Trisomy 10p is a syndrome of mental retardation/multiple congenital malformations (MR-MCA) that is caused by the total or partial duplication of the short arm of chromosome 10.
Around 50 cases have been described in the literature.
In complete trisomy 10p, the anomalies are present at birth. Children are usually dolichocephalic with a high and prominent forehead, contrasting with a small face, a distinctive implantation of hair that grows backwards, large sutures and a large anterior fontanelle, eyebrows that are fine, arched and that extend to the temples, a large nasal bridge that becomes prominent. The mouth is triangular, with not very apparent fleshy parts, the chin is round, often small and not well defined. The ears are large and low. A third of cases have a cleft lip and/or palate. Osteoarticular anomalies are frequent, including ligament hyperlaxity, flexion deformations of limbs, and club feet. Cardiac, renal (renal cystic dysplasia), ocular (coloboma, microphthalmia) and bone malformations have been reported. Hypochromic anemia is sometimes observed. Development is affected by severe intellectual and motor deficiency, and muscular hypotonia and hypotrophia.

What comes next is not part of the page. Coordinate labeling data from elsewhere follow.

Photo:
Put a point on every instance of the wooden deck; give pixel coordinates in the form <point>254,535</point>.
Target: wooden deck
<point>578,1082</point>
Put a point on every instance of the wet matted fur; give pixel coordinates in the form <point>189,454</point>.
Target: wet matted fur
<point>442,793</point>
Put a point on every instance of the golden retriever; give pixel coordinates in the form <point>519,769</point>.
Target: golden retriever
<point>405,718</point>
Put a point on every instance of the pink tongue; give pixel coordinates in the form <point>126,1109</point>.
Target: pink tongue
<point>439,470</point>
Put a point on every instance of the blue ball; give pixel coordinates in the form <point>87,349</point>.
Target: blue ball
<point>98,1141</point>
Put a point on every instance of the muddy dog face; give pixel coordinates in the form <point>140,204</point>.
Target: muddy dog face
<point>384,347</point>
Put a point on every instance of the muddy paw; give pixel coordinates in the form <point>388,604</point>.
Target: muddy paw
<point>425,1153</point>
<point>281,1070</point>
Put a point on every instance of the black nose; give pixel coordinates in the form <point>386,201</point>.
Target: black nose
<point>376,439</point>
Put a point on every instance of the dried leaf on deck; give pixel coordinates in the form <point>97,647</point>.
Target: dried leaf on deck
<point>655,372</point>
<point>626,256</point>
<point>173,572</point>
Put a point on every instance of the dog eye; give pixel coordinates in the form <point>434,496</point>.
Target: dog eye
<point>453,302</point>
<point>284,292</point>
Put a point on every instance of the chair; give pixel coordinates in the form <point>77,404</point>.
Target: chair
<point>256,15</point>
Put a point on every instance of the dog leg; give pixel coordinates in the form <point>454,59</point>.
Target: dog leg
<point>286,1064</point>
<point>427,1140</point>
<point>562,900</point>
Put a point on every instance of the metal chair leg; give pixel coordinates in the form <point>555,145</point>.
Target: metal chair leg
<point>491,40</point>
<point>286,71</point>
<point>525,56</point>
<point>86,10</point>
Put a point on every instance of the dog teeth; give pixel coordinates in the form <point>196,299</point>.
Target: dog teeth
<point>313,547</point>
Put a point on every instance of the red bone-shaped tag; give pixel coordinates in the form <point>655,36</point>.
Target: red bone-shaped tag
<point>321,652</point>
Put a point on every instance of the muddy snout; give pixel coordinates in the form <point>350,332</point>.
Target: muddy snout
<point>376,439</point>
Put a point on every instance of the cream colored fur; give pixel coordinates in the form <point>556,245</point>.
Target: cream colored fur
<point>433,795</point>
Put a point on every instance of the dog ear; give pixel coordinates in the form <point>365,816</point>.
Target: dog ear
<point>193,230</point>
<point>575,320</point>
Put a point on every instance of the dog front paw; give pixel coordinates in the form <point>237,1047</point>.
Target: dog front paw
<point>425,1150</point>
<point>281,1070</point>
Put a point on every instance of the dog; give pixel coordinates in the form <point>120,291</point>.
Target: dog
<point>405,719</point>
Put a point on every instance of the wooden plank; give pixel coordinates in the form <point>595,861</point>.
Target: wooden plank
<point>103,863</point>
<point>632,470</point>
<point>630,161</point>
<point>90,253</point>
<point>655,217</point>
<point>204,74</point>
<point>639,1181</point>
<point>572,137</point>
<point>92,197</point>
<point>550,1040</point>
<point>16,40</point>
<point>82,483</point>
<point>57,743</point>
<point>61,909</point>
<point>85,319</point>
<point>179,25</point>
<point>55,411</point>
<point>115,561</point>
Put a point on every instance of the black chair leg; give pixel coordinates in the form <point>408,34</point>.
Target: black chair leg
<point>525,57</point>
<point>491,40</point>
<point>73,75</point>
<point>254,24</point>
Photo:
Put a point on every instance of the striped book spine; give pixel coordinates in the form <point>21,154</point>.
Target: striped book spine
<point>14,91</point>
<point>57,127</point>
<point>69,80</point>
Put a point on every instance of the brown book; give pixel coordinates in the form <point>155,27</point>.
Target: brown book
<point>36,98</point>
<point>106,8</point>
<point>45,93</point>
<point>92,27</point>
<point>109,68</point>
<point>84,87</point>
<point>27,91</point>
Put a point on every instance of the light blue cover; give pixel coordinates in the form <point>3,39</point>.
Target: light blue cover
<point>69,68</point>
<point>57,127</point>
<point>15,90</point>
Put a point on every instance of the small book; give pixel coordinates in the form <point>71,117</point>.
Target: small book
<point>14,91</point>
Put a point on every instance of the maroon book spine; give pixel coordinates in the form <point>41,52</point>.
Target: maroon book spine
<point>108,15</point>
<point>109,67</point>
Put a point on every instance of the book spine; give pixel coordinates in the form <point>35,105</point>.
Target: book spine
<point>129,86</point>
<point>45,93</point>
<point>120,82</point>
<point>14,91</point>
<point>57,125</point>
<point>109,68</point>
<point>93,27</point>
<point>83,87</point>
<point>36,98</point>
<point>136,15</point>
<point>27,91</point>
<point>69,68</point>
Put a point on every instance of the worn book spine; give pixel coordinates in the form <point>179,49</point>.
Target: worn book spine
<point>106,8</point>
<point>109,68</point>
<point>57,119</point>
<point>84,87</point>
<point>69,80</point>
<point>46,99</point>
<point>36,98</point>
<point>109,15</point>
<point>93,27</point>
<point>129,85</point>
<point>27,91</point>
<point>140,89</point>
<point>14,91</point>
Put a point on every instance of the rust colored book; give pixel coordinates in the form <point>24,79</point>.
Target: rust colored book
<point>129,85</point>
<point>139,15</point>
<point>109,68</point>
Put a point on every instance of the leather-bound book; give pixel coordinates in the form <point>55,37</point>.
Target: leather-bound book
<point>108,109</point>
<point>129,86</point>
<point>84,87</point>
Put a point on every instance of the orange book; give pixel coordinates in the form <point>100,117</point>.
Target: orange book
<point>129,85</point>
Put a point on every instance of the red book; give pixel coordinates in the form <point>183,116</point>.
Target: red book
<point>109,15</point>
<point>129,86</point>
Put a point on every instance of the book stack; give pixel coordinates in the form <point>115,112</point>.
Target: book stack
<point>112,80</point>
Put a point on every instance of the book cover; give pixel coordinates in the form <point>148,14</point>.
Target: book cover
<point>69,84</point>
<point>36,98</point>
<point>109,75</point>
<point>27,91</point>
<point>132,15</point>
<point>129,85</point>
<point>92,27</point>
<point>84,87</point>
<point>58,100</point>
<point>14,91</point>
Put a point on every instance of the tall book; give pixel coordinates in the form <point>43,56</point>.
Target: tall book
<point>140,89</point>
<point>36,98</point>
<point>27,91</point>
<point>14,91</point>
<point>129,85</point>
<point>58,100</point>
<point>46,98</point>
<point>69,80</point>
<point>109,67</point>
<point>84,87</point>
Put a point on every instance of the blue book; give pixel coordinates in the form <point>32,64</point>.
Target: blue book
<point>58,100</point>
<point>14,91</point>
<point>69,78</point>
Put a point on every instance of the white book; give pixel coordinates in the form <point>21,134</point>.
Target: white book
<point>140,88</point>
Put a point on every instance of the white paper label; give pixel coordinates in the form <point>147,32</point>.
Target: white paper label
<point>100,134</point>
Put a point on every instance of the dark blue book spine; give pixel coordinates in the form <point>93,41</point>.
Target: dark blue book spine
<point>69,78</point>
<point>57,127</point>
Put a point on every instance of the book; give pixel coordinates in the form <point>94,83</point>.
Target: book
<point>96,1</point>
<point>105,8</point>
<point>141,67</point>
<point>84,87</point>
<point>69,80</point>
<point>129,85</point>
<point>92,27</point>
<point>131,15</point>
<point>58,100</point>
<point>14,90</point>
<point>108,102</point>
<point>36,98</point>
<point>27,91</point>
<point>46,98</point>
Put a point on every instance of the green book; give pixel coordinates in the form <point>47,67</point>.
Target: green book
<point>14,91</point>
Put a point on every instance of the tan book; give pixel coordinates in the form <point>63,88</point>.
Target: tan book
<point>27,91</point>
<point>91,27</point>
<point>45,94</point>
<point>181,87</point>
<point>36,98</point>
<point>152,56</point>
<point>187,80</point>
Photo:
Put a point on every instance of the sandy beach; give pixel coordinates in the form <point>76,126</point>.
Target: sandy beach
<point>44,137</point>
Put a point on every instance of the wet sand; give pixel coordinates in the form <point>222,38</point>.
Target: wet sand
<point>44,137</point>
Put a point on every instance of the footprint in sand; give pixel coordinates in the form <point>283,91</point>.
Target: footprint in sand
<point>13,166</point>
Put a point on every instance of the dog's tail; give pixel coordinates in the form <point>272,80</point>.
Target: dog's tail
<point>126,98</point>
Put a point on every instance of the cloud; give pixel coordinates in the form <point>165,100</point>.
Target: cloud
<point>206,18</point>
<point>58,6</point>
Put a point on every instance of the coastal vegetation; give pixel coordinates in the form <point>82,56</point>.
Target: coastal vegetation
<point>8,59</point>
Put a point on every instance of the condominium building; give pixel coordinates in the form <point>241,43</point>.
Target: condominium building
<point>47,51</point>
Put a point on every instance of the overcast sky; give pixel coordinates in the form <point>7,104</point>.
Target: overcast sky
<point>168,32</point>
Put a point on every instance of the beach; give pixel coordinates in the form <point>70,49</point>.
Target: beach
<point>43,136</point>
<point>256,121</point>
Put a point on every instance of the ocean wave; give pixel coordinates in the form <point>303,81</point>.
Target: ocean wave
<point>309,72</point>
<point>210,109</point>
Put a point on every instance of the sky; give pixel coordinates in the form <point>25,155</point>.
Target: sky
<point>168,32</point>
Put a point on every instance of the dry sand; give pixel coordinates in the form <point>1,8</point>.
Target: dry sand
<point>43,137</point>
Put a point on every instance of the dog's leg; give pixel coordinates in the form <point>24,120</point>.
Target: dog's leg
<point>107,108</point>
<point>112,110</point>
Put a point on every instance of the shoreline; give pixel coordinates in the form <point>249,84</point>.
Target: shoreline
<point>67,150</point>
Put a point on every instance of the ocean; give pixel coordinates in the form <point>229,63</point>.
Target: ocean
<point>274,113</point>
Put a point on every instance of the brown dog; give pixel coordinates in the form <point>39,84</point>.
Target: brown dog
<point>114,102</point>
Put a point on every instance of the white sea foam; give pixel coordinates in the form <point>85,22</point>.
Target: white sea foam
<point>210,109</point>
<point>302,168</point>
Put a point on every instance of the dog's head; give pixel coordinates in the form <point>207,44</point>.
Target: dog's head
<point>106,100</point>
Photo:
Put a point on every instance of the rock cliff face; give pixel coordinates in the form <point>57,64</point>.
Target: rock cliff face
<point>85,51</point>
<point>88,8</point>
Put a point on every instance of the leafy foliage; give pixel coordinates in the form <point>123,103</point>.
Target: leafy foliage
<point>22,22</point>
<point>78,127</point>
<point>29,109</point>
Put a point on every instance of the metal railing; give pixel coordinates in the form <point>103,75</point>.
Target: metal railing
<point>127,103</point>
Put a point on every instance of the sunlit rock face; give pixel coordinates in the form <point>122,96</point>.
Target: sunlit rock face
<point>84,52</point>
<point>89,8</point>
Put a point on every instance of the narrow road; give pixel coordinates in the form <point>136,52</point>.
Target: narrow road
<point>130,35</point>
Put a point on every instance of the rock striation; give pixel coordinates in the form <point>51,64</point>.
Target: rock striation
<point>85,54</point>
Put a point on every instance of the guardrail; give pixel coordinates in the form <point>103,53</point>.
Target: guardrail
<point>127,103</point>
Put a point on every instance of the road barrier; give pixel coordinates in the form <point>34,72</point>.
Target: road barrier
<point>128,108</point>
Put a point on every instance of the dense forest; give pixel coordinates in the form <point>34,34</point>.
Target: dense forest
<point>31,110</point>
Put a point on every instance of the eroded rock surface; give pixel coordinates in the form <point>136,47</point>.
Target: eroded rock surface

The majority of cases are a result of the malsegregation of a familial balanced translocation. The most frequent break point is located at the level of p11 band, but it can be more distal and result in partial trisomy. Other mechanisms can also be involved (pericentric inversion, duplication de novo, supernumerary chromosome...).
The observation of a developmental anomaly associated with congenital anomalies leads to performing a karyotype which shows total or partial duplication of the short arm of chromosome 10, often associated with another imbalance. The identity of the chromosomal segment can be confirmed using in situ hybridization with probes specific to 10p. The parents' karyotype is essential in order to determine how the disease has occurred.
Differential diagnoses include other syndromes of developmental delay with dysmorphism and congenital malformations.
Prenatal diagnosis is possible, after the birth of the first affected child or after warning signs from an ultrasound, by choronic villus sampling (CVS) or amniocentesis in cases of structural anomalies in one of the parents.
In cases where the anomaly occurred de novo, the risk of recurrence in siblings is weak. When a structural anomaly is present in one of the parents, the risk will be evaluated depending on the type of anomaly.
There is no specific treatment. Early multidisciplinary management and special education is necessary.
The prognosis is severe. A quarter to a third of patients die in the neonatal period. In other cases the progression is marked by severe intellectual and motor deficiency, and muscular hypotonia and hypotrophia. Partial trisomy with a break point at p13 result in similar characteristics but serious malformations are less frequent.